We use a CEPH cluster to store images of our virtual machines. This cluster contains 3 monitors, 4 storage nodes and 1 admin.
CEPH OSD TREE
ID WEIGHT TYPE NAME UP/DOWN REWEIGHT PRIMARY-AFFINITY
-1 21.82190 root default
-2 5.45547 host ceph01
0 1.09109 osd.0 up 1.00000 1.00000
1 1.09109 osd.1 up 1.00000 1.00000
2 1.09109 osd.2 up 1.00000 1.00000
3 1.09109 osd.3 up 1.00000 1.00000
4 1.09109 osd.4 up 1.00000 1.00000
-3 5.45547 host ceph02
5 1.09109 osd.5 up 1.00000 1.00000
6 1.09109 osd.6 up 1.00000 1.00000
7 1.09109 osd.7 up 1.00000 1.00000
8 1.09109 osd.8 up 1.00000 1.00000
9 1.09109 osd.9 up 1.00000 1.00000
-4 5.45547 host ceph03
10 1.09109 osd.10 up 1.00000 1.00000
11 1.09109 osd.11 up 1.00000 1.00000
12 1.09109 osd.12 up 1.00000 1.00000
13 1.09109 osd.13 up 1.00000 1.00000
14 1.09109 osd.14 up 1.00000 1.00000
-5 5.45547 host ceph04
16 1.09109 osd.16 down 0 1.00000
17 1.09109 osd.17 down 0 1.00000
18 1.09109 osd.18 down 0 1.00000
19 1.09109 osd.19 down 0 1.00000
15 1.09109 osd.15 down 0 1.00000
First, since the last CentOs update, we can't synchronize our 4th server. On the other servers, there were no problems after the update. We tried to sync with:
nodown
option- Running VMs
- Stopped VMs
- Change HDD
- Change HDD slot
Does anyone have an idea or a lead for resynchronizing it?

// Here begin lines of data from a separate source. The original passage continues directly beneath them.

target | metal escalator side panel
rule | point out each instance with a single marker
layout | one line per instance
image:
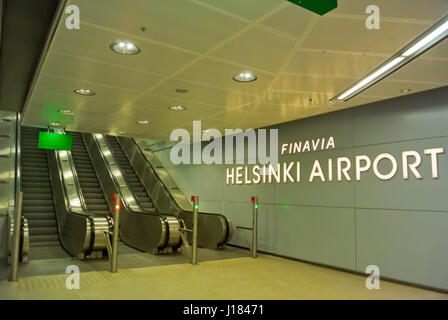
(74, 229)
(140, 230)
(10, 180)
(214, 230)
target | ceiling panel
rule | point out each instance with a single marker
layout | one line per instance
(292, 20)
(403, 9)
(332, 64)
(63, 85)
(305, 83)
(423, 70)
(220, 74)
(200, 45)
(257, 48)
(351, 35)
(202, 93)
(249, 9)
(440, 51)
(94, 43)
(175, 22)
(110, 75)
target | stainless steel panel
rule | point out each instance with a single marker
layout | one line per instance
(81, 232)
(214, 230)
(141, 229)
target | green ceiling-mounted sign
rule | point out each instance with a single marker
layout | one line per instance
(54, 141)
(317, 6)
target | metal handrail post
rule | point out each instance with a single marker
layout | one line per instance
(114, 258)
(16, 238)
(254, 226)
(194, 257)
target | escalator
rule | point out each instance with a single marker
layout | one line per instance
(38, 204)
(90, 186)
(148, 174)
(129, 174)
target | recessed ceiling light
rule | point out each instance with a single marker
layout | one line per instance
(125, 47)
(84, 92)
(415, 48)
(245, 77)
(144, 122)
(67, 112)
(177, 108)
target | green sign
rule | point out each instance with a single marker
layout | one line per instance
(317, 6)
(54, 141)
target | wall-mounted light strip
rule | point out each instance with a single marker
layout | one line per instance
(422, 43)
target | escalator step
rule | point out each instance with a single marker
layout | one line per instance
(42, 223)
(43, 238)
(39, 244)
(41, 216)
(43, 231)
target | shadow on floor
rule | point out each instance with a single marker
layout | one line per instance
(127, 258)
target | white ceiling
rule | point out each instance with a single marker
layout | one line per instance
(301, 61)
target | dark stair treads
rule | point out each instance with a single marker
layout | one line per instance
(90, 186)
(38, 205)
(130, 176)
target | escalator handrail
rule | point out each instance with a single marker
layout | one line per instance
(227, 221)
(117, 185)
(157, 175)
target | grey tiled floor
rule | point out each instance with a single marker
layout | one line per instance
(128, 258)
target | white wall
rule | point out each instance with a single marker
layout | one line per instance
(399, 225)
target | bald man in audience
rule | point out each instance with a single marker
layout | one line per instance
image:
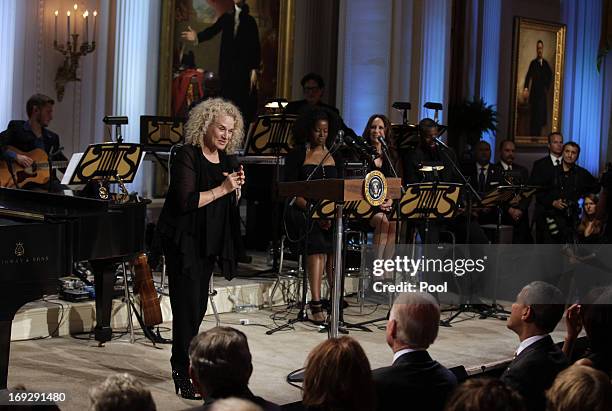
(414, 381)
(537, 360)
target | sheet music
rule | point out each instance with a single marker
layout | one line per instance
(74, 161)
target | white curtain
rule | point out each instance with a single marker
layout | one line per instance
(8, 26)
(135, 71)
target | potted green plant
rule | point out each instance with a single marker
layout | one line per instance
(468, 121)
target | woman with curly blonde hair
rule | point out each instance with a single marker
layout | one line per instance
(198, 222)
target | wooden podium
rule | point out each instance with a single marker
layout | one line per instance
(337, 190)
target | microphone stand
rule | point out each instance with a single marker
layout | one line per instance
(301, 316)
(472, 194)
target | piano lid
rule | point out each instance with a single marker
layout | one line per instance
(40, 205)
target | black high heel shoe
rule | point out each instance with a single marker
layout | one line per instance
(183, 384)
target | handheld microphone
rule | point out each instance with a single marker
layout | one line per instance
(340, 137)
(440, 142)
(383, 142)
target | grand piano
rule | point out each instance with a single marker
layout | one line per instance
(43, 234)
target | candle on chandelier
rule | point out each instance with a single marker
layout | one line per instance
(94, 32)
(75, 18)
(55, 36)
(86, 17)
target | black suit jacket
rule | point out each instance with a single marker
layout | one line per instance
(491, 178)
(534, 370)
(543, 172)
(414, 382)
(238, 55)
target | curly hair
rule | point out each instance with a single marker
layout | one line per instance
(202, 115)
(338, 377)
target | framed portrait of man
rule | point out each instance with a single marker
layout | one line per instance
(236, 49)
(537, 78)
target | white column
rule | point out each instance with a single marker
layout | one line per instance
(135, 71)
(583, 84)
(364, 60)
(8, 26)
(489, 65)
(435, 56)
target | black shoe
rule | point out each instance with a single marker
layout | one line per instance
(327, 304)
(183, 384)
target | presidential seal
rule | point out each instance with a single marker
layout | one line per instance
(375, 188)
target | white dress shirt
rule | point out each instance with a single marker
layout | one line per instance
(527, 342)
(402, 352)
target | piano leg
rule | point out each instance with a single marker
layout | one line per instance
(5, 350)
(104, 276)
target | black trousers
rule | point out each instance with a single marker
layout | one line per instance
(188, 300)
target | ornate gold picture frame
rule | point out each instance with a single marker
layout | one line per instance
(275, 21)
(537, 77)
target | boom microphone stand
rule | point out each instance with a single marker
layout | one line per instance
(302, 315)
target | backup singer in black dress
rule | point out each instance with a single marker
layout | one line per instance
(314, 127)
(379, 126)
(198, 222)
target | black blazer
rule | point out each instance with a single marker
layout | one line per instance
(414, 382)
(491, 178)
(534, 370)
(543, 172)
(520, 176)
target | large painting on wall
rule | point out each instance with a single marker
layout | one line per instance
(537, 67)
(183, 63)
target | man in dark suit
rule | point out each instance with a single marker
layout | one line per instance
(535, 314)
(221, 366)
(483, 176)
(32, 134)
(414, 381)
(537, 83)
(313, 88)
(239, 55)
(514, 213)
(542, 173)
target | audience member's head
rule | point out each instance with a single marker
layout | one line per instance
(506, 151)
(220, 362)
(378, 125)
(413, 321)
(580, 388)
(537, 310)
(482, 152)
(484, 394)
(555, 143)
(315, 127)
(597, 319)
(313, 87)
(39, 108)
(234, 404)
(571, 152)
(121, 392)
(338, 377)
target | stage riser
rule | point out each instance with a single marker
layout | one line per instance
(40, 318)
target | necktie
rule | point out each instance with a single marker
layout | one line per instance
(481, 180)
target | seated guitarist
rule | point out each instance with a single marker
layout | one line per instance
(32, 134)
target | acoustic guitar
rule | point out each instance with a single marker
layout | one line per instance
(39, 172)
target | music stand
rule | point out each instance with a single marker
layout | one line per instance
(424, 201)
(499, 198)
(271, 136)
(106, 163)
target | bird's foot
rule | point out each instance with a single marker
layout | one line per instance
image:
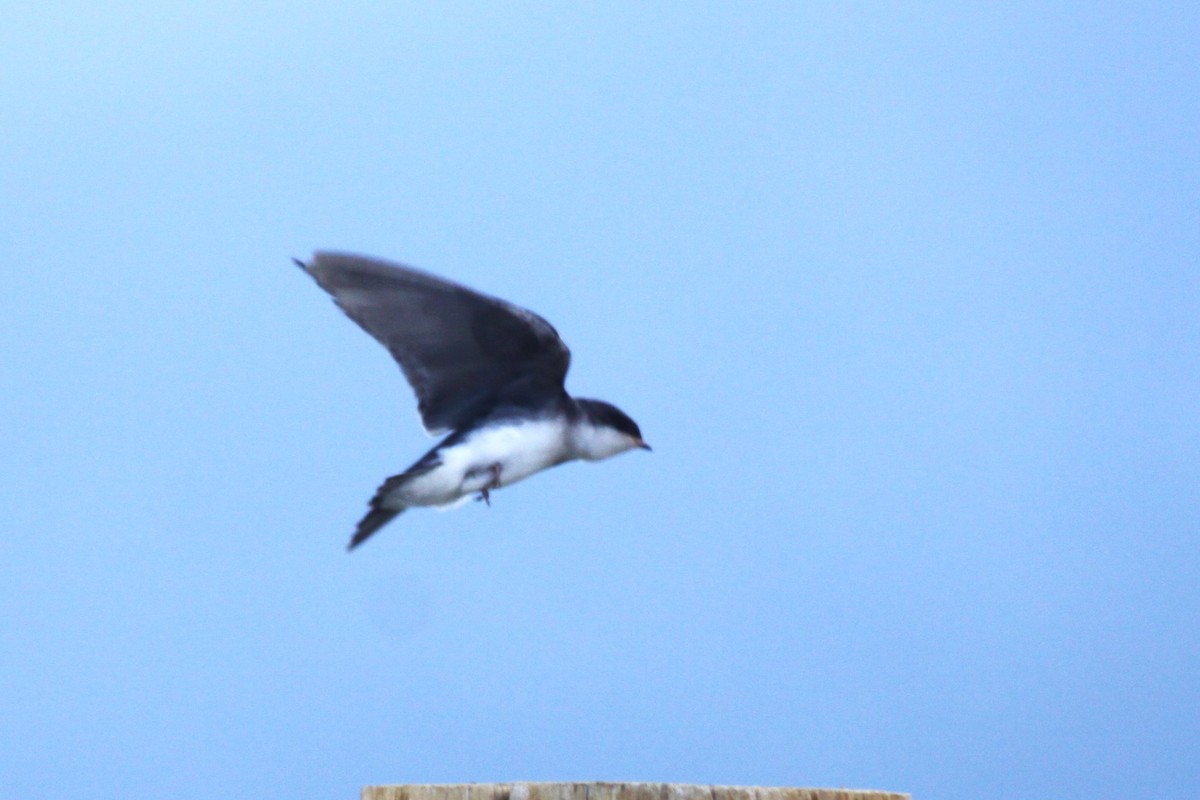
(485, 493)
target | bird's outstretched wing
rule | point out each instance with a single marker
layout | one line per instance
(457, 348)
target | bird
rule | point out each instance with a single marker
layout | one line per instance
(489, 377)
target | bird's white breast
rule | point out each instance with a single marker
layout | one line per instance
(521, 449)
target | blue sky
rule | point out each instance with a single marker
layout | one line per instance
(905, 298)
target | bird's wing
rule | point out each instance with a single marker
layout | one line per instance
(457, 348)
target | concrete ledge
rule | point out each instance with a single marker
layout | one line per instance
(601, 791)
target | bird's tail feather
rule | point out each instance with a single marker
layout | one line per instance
(373, 521)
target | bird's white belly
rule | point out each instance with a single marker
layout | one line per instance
(520, 450)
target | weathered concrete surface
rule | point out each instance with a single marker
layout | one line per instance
(613, 792)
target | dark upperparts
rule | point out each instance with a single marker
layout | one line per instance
(609, 415)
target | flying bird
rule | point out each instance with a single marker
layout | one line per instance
(485, 372)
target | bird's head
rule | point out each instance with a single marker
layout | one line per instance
(605, 431)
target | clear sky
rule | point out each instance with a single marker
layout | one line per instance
(906, 296)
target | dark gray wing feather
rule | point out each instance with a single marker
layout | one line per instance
(459, 349)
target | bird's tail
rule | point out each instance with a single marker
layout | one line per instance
(382, 512)
(373, 521)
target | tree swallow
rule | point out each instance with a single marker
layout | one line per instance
(484, 371)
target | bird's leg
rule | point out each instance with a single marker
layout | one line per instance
(484, 494)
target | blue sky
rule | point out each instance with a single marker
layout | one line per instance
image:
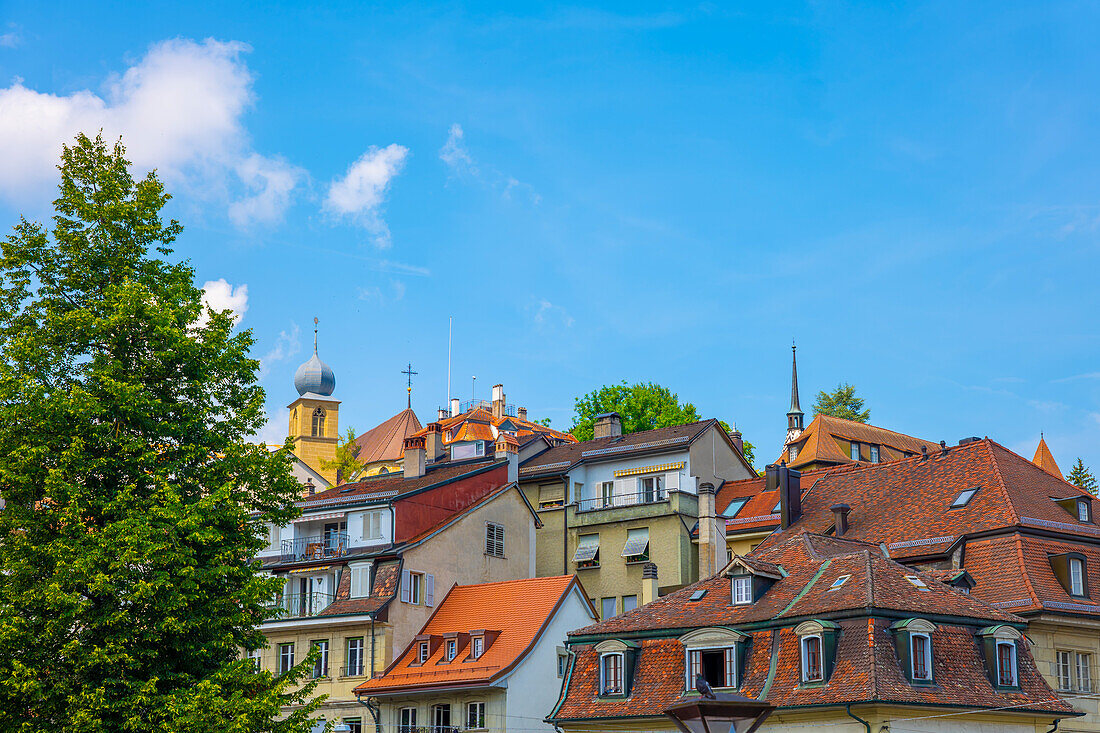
(616, 193)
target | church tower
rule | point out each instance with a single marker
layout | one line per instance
(794, 416)
(315, 415)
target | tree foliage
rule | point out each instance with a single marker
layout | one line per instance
(347, 463)
(1082, 478)
(842, 402)
(134, 500)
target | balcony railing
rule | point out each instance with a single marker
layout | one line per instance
(318, 547)
(296, 605)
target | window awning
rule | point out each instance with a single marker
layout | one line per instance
(636, 545)
(318, 517)
(649, 469)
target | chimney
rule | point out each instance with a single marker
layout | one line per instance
(710, 535)
(508, 447)
(649, 592)
(735, 435)
(607, 425)
(790, 494)
(414, 457)
(433, 442)
(840, 518)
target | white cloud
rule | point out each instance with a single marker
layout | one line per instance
(359, 195)
(286, 346)
(179, 109)
(454, 152)
(219, 295)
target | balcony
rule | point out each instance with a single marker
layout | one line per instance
(298, 605)
(318, 547)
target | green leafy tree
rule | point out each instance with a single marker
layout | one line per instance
(842, 402)
(1082, 478)
(347, 463)
(134, 498)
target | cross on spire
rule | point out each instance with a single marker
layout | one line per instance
(408, 372)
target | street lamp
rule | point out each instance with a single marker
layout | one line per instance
(724, 713)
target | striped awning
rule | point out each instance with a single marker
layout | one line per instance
(318, 517)
(650, 469)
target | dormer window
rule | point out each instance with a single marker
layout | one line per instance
(743, 590)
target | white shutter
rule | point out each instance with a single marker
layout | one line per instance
(406, 587)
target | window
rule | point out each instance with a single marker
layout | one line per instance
(964, 498)
(611, 674)
(285, 657)
(494, 539)
(475, 715)
(652, 489)
(1007, 664)
(1076, 577)
(1084, 671)
(743, 590)
(353, 660)
(718, 667)
(812, 659)
(406, 720)
(921, 656)
(1064, 669)
(441, 718)
(637, 545)
(587, 551)
(734, 507)
(607, 493)
(321, 665)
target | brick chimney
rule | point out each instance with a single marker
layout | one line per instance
(607, 425)
(433, 442)
(649, 592)
(415, 459)
(508, 447)
(711, 538)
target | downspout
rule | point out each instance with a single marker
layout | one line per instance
(847, 709)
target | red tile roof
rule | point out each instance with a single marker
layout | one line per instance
(519, 610)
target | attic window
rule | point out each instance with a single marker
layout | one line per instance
(920, 584)
(734, 507)
(964, 498)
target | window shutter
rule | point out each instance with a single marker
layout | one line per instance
(406, 587)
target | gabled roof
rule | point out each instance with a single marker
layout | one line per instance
(519, 610)
(562, 458)
(1045, 460)
(821, 441)
(908, 504)
(384, 441)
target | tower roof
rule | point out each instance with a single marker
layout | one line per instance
(1044, 459)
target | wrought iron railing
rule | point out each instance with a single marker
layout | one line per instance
(296, 605)
(318, 547)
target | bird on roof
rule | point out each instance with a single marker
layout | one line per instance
(704, 688)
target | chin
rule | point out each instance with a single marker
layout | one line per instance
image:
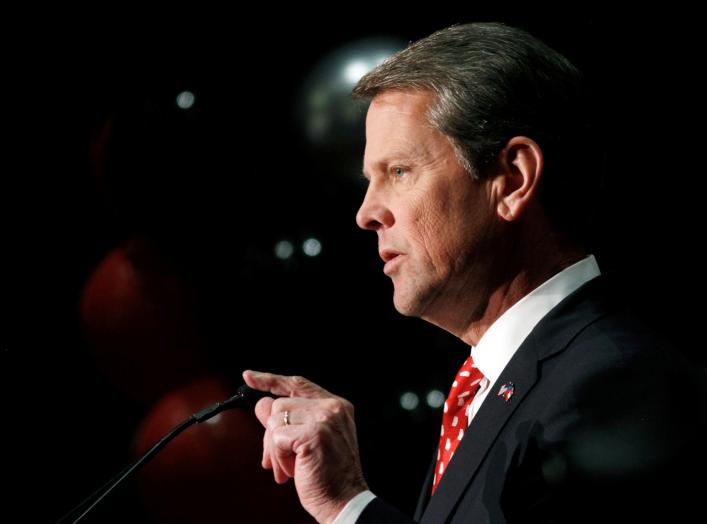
(407, 305)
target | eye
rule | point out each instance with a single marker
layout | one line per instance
(399, 171)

Actually, we're considering a fresh installation of CentOS for server ceph04.
Secondly, we want to update the cluster. Is it possible to do this without disrupting the use of the cluster (with the VMs on)?
More infos
- OS:
CentOS Linux release 7.7.1908 (Core)
- CEPH version:
10.2.11
- Some machines have a large disk access.